The Allegory of the Cave

On top f the wall were some statues, which were manipulated by another group of people, lying out of sight behind the partial wall. Because of the fire, the statues created shadows across the wall that the prisoners were facing. The prisoners watched the stories that these shadows played out, and because these shadows were all they ever saw. They believe them to be the most real things in the world. When they talked to one another, they named what was before them, referring to these shadows.

These prisoners represented the lowest stage of imagination. If a prisoner is freed from his bonds, and is forced to look at the fire and at the statues themselves he will suffer from pain and confusion because of direct exposure to the light of the fire. After a period of time the prisoner will realize that what he sees now is the reality rather than the shadows he has always thought of as real. He will understand how the fire and the statues together caused the shadows, which were the copies of the actual real things.

He will accept the statues and fire as the most real things in the world. The stage in the cave represents belief. Next, if the prisoner is dragged out of the cave into the world above, he will be so astonished by the light up there that he will only look at shadows, then at reflections, then finally at the real objects.

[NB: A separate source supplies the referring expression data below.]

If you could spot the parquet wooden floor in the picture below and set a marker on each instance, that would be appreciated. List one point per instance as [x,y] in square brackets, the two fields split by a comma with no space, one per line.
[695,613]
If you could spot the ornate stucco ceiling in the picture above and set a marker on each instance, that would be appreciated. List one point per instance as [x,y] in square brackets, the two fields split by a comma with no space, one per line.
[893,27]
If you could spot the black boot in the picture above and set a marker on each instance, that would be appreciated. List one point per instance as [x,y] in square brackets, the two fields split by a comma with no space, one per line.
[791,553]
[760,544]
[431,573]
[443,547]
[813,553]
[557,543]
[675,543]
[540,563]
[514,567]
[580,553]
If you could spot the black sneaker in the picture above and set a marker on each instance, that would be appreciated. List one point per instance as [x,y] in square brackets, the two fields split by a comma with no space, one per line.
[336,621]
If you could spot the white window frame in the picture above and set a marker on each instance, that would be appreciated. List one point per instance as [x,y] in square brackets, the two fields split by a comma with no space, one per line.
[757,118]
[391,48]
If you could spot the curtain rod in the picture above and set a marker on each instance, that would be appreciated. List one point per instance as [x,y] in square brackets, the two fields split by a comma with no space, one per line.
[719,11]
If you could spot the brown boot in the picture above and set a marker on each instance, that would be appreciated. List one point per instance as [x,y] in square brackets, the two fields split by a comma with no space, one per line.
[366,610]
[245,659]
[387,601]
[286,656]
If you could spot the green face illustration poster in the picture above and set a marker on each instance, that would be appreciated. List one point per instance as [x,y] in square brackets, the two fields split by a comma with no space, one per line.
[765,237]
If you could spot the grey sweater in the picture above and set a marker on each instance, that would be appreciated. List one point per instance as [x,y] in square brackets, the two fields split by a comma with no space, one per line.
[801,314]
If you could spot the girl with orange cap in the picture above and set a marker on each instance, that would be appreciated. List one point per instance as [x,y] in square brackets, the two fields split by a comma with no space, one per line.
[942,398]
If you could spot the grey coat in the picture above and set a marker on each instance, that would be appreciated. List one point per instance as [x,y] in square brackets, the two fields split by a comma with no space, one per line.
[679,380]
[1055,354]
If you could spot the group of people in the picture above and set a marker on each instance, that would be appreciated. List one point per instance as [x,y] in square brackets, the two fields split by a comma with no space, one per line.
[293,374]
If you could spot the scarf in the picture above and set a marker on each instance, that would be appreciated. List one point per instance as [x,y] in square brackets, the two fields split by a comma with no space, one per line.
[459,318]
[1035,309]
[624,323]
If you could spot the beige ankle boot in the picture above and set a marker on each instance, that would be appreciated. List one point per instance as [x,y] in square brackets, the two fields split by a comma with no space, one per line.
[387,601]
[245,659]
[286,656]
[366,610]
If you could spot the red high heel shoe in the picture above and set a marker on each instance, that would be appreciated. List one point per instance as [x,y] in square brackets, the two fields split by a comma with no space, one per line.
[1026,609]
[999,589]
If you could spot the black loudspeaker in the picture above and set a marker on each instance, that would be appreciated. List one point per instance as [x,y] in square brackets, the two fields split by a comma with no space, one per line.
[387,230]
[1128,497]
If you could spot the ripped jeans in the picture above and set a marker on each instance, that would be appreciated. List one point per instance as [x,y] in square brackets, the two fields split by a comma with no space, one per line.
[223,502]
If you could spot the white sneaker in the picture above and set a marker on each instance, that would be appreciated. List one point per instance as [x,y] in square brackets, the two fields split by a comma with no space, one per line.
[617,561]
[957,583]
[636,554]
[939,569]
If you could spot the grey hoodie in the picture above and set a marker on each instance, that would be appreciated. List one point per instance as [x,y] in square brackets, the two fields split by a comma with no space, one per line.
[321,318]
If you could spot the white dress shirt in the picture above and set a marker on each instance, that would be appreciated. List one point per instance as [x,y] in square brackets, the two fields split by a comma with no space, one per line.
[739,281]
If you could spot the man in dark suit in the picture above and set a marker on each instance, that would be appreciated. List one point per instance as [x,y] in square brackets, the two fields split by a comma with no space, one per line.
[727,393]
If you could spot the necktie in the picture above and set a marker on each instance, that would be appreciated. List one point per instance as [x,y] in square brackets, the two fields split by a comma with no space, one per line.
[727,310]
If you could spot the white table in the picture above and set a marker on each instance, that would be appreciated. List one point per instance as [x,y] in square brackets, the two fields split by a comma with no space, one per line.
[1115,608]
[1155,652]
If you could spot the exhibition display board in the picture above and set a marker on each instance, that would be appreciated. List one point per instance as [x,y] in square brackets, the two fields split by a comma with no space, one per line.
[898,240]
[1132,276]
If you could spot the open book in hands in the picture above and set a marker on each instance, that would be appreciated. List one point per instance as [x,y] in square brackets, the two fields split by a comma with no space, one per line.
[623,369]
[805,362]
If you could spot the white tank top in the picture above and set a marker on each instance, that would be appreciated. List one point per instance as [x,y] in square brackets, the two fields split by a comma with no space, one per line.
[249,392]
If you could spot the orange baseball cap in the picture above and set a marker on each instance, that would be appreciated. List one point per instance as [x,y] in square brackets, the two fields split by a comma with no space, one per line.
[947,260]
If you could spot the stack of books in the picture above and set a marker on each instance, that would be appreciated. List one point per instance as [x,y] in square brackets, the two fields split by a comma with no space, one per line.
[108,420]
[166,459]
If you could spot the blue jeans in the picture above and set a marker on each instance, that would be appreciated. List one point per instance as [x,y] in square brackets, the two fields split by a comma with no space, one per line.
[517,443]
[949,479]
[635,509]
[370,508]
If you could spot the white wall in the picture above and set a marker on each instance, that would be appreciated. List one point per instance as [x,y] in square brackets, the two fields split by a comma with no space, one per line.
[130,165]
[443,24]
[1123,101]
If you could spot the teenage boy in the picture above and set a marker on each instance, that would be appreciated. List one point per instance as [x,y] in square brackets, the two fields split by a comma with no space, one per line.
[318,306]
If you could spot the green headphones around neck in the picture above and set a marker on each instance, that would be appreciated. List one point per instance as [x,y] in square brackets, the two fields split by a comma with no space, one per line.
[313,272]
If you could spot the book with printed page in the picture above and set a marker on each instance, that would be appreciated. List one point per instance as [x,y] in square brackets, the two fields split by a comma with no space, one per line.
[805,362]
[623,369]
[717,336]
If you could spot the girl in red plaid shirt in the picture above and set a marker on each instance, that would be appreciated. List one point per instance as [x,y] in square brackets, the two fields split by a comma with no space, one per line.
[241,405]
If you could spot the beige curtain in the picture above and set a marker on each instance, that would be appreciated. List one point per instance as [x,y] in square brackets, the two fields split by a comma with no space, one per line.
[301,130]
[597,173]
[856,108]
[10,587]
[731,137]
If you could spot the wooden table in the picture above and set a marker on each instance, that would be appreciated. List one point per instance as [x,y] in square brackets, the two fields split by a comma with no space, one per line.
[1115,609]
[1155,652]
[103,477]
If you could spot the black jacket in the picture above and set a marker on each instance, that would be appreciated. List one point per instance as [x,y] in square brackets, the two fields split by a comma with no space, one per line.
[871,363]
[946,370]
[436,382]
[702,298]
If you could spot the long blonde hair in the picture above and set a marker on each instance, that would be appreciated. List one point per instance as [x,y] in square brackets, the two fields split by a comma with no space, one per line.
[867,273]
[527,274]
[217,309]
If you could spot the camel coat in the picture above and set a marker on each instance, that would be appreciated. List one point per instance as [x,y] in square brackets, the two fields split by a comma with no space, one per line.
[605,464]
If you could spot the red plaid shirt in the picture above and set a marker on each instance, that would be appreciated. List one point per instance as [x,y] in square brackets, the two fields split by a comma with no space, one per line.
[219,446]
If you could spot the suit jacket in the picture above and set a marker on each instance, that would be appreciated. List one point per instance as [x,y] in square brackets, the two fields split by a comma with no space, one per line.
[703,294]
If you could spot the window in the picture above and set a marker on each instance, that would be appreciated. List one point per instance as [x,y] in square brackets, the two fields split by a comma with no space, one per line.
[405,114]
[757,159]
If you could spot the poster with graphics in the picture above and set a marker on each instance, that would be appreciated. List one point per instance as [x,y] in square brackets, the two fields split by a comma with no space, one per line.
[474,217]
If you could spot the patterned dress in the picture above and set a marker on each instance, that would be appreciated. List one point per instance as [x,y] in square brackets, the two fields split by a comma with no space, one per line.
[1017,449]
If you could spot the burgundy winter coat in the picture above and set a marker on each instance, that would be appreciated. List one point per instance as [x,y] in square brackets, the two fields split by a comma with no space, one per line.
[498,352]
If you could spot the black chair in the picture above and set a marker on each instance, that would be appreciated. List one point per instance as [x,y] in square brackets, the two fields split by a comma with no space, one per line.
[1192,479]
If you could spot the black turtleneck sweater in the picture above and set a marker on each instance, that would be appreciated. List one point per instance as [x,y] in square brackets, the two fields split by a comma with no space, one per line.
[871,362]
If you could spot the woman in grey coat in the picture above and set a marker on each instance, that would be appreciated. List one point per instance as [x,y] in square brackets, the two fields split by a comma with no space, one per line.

He will see that these are even more real than the statues were, and that the shadows were only illusions. This is when the prisoner would have reached the cognitive stage of thought, seeing the real things by their forms.

After coming to these realizations, the prisoner, out of pity, might return to the cave to try to enlighten his former allows, but if he attempted to release them to experience what they would see as madness, they would try to kill him. Socrates says that this allegory explains why philosophers are so often mocked by society; they have been blinded by the truth of the Good, and those to whom they try to explain themselves find their ideas incomprehensible. These people are trapped in the illusory world of the senses just as much as the prisoners were trapped in the cave.

Socrates believed the ability to perceive the world of forms lies in he soul Of each person, requiring only a proper education to be released. The rulers of the city must receive this education and then return from their studies to care for the city. Without their rule, the city will be governed “in which men fight with one another about the shadows only and are distracted in the struggle for power, which in their eyes is a great good”. Fighting over ruling leads to the destruction of the city. The philosophers will therefore feel obligated to repay their debt to the city that raised them by ruling it properly.